Я насчитал шесть или семь «нет».
– Вы по-прежнему согласны, мисс Дьюк?
– Что вы, конечно нет. Я не поняла, что вы имеете в виду салат.
– Что ж, значит, салату не повезло. А вот по поводу миндального пломбира мы голосовать не будем. Попробуйте хотя бы на язычок. – Я повернулся к Фрицу, стоявшему чуть сзади: – Извини, старина, так уж вышло.

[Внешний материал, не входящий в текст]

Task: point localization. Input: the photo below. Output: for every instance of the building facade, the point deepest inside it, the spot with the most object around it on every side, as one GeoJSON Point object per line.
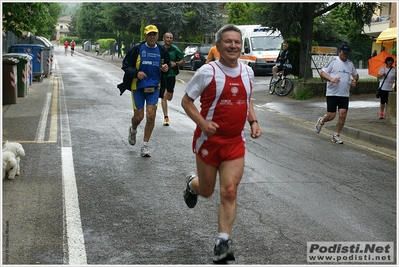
{"type": "Point", "coordinates": [383, 23]}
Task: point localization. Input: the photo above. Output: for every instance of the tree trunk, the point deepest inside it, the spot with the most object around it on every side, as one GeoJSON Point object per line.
{"type": "Point", "coordinates": [307, 20]}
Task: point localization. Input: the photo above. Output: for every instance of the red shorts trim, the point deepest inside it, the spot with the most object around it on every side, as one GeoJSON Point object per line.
{"type": "Point", "coordinates": [215, 154]}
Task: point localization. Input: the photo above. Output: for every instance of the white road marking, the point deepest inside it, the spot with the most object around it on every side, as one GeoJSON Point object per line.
{"type": "Point", "coordinates": [73, 225]}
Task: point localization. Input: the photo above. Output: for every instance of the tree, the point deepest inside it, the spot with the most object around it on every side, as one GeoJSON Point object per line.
{"type": "Point", "coordinates": [239, 13]}
{"type": "Point", "coordinates": [297, 20]}
{"type": "Point", "coordinates": [187, 21]}
{"type": "Point", "coordinates": [37, 18]}
{"type": "Point", "coordinates": [91, 23]}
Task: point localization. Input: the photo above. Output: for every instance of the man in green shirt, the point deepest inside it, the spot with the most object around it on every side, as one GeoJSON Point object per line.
{"type": "Point", "coordinates": [168, 82]}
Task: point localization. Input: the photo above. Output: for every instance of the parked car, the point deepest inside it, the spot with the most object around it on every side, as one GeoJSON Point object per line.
{"type": "Point", "coordinates": [195, 56]}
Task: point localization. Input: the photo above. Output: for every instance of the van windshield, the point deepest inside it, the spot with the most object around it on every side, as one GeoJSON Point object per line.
{"type": "Point", "coordinates": [266, 43]}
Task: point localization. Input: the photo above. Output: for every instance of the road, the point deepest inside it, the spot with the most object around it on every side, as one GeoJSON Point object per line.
{"type": "Point", "coordinates": [85, 196]}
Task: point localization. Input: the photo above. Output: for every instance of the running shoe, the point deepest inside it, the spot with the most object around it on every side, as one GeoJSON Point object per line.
{"type": "Point", "coordinates": [132, 136]}
{"type": "Point", "coordinates": [336, 139]}
{"type": "Point", "coordinates": [189, 196]}
{"type": "Point", "coordinates": [318, 125]}
{"type": "Point", "coordinates": [166, 122]}
{"type": "Point", "coordinates": [145, 152]}
{"type": "Point", "coordinates": [222, 252]}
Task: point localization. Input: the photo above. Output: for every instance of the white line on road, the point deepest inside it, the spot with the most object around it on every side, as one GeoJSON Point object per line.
{"type": "Point", "coordinates": [74, 232]}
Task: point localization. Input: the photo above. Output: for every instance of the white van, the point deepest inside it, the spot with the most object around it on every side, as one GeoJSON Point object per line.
{"type": "Point", "coordinates": [260, 47]}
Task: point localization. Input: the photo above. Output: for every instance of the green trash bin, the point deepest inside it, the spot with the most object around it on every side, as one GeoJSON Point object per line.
{"type": "Point", "coordinates": [10, 93]}
{"type": "Point", "coordinates": [22, 72]}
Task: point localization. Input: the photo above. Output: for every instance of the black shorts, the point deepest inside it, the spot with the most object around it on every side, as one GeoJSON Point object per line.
{"type": "Point", "coordinates": [384, 97]}
{"type": "Point", "coordinates": [333, 102]}
{"type": "Point", "coordinates": [167, 83]}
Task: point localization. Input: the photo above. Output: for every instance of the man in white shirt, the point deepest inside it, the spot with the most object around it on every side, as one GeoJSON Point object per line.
{"type": "Point", "coordinates": [340, 74]}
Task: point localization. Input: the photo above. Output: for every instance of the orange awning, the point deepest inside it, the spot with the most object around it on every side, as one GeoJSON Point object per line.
{"type": "Point", "coordinates": [389, 34]}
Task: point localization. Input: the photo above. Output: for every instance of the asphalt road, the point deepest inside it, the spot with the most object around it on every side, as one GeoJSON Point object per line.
{"type": "Point", "coordinates": [85, 196]}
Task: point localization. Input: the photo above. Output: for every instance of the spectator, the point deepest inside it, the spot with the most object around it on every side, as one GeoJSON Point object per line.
{"type": "Point", "coordinates": [387, 77]}
{"type": "Point", "coordinates": [283, 58]}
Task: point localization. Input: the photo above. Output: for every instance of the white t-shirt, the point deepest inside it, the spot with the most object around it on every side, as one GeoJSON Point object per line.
{"type": "Point", "coordinates": [389, 80]}
{"type": "Point", "coordinates": [204, 75]}
{"type": "Point", "coordinates": [342, 69]}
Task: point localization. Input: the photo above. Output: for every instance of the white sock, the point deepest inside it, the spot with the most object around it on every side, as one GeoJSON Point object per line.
{"type": "Point", "coordinates": [221, 236]}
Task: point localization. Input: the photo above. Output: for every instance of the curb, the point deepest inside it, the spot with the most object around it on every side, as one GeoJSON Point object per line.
{"type": "Point", "coordinates": [369, 137]}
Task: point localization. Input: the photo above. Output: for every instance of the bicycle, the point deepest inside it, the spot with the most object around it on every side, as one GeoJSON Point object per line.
{"type": "Point", "coordinates": [282, 87]}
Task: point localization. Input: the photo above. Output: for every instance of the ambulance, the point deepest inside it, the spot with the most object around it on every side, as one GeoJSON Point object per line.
{"type": "Point", "coordinates": [260, 47]}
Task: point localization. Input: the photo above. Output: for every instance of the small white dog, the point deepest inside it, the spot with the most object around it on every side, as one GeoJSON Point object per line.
{"type": "Point", "coordinates": [18, 151]}
{"type": "Point", "coordinates": [9, 165]}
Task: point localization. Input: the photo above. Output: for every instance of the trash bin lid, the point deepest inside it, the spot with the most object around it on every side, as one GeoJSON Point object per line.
{"type": "Point", "coordinates": [21, 57]}
{"type": "Point", "coordinates": [28, 56]}
{"type": "Point", "coordinates": [10, 61]}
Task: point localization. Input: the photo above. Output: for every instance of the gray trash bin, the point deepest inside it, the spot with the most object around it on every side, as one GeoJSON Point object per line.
{"type": "Point", "coordinates": [48, 52]}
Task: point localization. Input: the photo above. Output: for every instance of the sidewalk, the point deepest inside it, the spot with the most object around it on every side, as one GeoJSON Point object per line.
{"type": "Point", "coordinates": [362, 121]}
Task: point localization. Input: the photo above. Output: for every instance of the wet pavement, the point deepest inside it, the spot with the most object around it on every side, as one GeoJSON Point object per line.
{"type": "Point", "coordinates": [362, 121]}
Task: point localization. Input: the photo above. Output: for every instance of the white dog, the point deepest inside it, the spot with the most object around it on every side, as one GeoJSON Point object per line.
{"type": "Point", "coordinates": [9, 165]}
{"type": "Point", "coordinates": [17, 150]}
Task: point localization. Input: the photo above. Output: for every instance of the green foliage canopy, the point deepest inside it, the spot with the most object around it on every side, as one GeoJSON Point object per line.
{"type": "Point", "coordinates": [37, 18]}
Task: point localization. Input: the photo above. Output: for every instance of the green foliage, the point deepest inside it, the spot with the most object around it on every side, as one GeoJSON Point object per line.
{"type": "Point", "coordinates": [106, 43]}
{"type": "Point", "coordinates": [90, 21]}
{"type": "Point", "coordinates": [239, 13]}
{"type": "Point", "coordinates": [37, 18]}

– Да, сэр. – Он принялся собирать тарелки с нераспробованными утятами, одним из его коронных блюд. Я не стал выражать ему сочувствия, поскольку я его предупреждал. У меня было куда больше возможностей, чем у него, познакомиться с гастрономическими вкусами американок. Вот в обществе гурманов утята, бесспорно, стали бы сенсацией.

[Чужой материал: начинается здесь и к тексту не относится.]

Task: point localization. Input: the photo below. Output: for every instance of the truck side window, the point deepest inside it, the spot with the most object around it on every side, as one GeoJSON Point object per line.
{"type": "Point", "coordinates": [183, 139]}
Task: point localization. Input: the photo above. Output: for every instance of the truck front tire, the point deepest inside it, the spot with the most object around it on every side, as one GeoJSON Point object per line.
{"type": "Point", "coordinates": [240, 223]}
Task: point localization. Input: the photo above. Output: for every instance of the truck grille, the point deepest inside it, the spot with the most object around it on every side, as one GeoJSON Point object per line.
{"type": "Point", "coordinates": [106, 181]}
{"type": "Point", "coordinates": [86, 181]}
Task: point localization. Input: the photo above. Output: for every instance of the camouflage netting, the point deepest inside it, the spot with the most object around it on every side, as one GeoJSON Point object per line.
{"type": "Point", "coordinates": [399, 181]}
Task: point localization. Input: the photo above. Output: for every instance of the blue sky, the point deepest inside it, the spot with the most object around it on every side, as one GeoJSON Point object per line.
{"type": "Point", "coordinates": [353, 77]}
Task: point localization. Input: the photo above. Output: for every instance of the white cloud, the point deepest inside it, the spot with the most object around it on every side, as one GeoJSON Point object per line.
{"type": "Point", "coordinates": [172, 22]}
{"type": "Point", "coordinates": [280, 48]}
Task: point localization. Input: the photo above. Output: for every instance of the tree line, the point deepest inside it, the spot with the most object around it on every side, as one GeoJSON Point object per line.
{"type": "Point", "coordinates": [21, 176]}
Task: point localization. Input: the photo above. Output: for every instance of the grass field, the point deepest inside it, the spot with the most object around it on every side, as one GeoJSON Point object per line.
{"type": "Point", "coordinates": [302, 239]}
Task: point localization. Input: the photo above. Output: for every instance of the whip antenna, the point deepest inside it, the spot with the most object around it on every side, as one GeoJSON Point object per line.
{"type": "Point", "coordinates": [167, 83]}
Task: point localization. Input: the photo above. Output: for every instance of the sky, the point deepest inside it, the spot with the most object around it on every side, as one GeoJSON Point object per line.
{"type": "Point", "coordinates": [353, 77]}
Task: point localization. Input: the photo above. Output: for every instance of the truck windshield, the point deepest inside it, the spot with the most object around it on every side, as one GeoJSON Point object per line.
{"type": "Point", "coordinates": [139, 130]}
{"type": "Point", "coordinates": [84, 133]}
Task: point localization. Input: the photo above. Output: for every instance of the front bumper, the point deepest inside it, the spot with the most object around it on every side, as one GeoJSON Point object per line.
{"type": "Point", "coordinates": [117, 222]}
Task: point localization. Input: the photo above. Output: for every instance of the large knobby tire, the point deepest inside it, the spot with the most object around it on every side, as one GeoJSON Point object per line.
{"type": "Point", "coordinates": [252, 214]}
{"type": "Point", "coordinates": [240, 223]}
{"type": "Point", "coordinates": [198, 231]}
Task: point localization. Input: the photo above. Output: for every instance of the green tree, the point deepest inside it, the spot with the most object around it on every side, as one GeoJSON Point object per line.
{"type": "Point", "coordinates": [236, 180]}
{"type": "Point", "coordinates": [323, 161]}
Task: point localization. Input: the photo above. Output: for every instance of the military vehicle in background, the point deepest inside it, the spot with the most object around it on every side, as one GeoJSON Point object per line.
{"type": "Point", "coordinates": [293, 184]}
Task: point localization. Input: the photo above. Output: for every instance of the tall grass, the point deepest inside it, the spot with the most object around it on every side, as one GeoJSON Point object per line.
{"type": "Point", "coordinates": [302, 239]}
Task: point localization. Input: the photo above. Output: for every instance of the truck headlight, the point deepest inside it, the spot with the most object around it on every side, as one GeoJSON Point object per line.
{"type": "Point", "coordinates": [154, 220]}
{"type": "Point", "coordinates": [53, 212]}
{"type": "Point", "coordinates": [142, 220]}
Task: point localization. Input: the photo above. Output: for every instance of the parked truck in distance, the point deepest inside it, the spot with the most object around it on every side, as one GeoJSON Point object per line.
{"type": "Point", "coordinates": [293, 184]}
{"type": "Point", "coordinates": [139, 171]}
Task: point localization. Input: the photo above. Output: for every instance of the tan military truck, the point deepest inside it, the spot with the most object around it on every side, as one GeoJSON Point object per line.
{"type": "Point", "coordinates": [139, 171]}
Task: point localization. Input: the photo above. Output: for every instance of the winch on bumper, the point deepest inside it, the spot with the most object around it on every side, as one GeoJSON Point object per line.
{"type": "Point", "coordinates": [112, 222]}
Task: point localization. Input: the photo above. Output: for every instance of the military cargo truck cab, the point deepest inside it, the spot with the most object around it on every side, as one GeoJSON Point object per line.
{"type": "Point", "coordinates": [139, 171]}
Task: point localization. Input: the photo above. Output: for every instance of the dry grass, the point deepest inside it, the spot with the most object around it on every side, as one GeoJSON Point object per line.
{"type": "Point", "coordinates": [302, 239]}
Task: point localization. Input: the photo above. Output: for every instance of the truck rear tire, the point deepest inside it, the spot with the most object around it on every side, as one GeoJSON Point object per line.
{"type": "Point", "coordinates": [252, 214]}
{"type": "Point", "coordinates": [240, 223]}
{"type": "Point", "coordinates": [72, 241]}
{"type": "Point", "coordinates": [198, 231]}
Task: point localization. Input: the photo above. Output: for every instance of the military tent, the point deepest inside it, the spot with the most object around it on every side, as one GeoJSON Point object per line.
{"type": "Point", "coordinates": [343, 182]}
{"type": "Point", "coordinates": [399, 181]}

Горечь пилюли Фрицу чуть-чуть подсластила реакция наших перекормленных лакомок на миндальный пломбир. Хмель возымел свое действие, и некоторые из них пренебрегли правилами хорошего тона, принявшись за мороженое, пока Фриц еще не обслужил остальных. Порция Лисс воскликнула:
– Боже мой! Просто божественно! А как вам, миссис Адамс?
– Не знаю, Порция. Мне еще не положили. – Но несколько минут спустя она все же признала, хотя и довольно сдержанно: – И впрямь вкусно. Просто замечательно.
Остальные не скупились на похвалы. Хелен Трой первая покончила с пломбиром. Она встала, отодвинула стул и оперлась обеими ладонями о стол.
– Оле, оле. – Язык у нее уже заметно заплетался.
– Кто там держит речь? – выкрикнул чей-то голос.
– Я. Это девичья речь.
Кто-то прыснул.
– Да, девичья, – настаивала Хелен, – в моем-то возрасте. Я все сидела и думала, что мы можем сделать для мистера Гудвина, и теперь хочу провести голосование. Давайте проголосуем за то, чтобы одна из нас подошла к мистеру Гудвину, обняла его, поцеловала и назвала его Арчи.
– А кто именно? – осведомилась Мэйбел Мур.
– Сейчас проголосуем. Я выдвигаю себя. Я уже встала.
Раздались протестующие возгласы. Клэр Бэркхардт, сидевшая слева от Хелен Трой, ухватила ее за локоть и усадила на место. Выдвинули первых кандидатов. Кто-то предложил бросить жребий. Каких-нибудь полчаса назад я не стал бы вмешиваться, надеясь на то, что повезет Сью или Элинор, но на этой стадии я уже не мог рисковать – они так разошлись, что остановить их было бы трудно.
– Вам не кажется, что следовало бы посоветоваться со мной? – спросил я.
– Не встревайте, – отмахнулась Бланш Дьюк.
– Прошу прощения, но я вынужден. Риск слишком велик. Если одна из вас сейчас подойдет, обнимет и поцелует меня, я, быть может, и вспомню, что я хозяин, а быть может, и нет. С другой стороны…
– О ком идет речь? – хором спросили они.
– С другой стороны, – не ответив на вопрос, продолжал я, – если все это проделает другая, я не смогу скрыть разочарования. Не рассчитывайте, что я назову ее имя. Так что оставим эту затею. Тем более что предложение Хелен никто не поддержал, так что ваши намерения противозаконны. – Я подергал себя за правое ухо. – Да и сама идея поставлена с ног на голову. Ведь если выйдет по-вашему, то кому это понравится? Только не мне. Я куда больше люблю целовать сам, чем быть расцелованным. Но прошу понять меня правильно: вы мои гости, и я разобьюсь в лепешку, чтобы угодить вам. Я все для этого сделаю. У вас есть предложение?